According to Brian Nicholson, senior sales relationship manager at BPAS, site traffic has averaged around 1,200 visits per day across laptops, tablets, and mobile devices.

The virtual classroom and “Ask an Expert” features seem to be getting the most visits, say Nicholson and Neveu. Based on participant questions and feedback, the firm plans to roll out more content in these areas. “When you consider participants with balances over $25,000, most will log on to the website 15 or 20 times for every time they attend an education meeting,” says Neveu.  

The firm scrutinized the type and complexity of questions to the call center and designed content to differentiate account-specific questions from those that are tax, legal or philosophical in nature. The site can automatically route questions to the appropriate forum. Questions can range from “What are the current rules for beneficiary designations?” to more complex questions about non-discrimination testing rules, 72(p) loan limits or frequent trading rules.
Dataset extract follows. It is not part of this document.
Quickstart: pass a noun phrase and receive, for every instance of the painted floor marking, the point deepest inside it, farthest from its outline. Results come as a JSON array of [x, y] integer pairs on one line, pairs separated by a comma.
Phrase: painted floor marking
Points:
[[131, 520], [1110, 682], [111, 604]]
Planned enhancements include moving toward gamification with quizzes that test participant knowledge about retirement planning concepts. Additional modules are being added to the virtual classroom. BPAS will be adding a special section to the PEC geared to 1081 plans in Puerto Rico over the next month, as well as additional content geared at health reimbursement accounts (HRAs) and health savings accounts (HSAs).

“We are trying to engage participants on important topics, while making it fun,” Nicholson says. “There are exciting things you can accomplish through the creative use of technology when you keep it engaging.”

BPAS is a national provider of retirement plan administration and related services.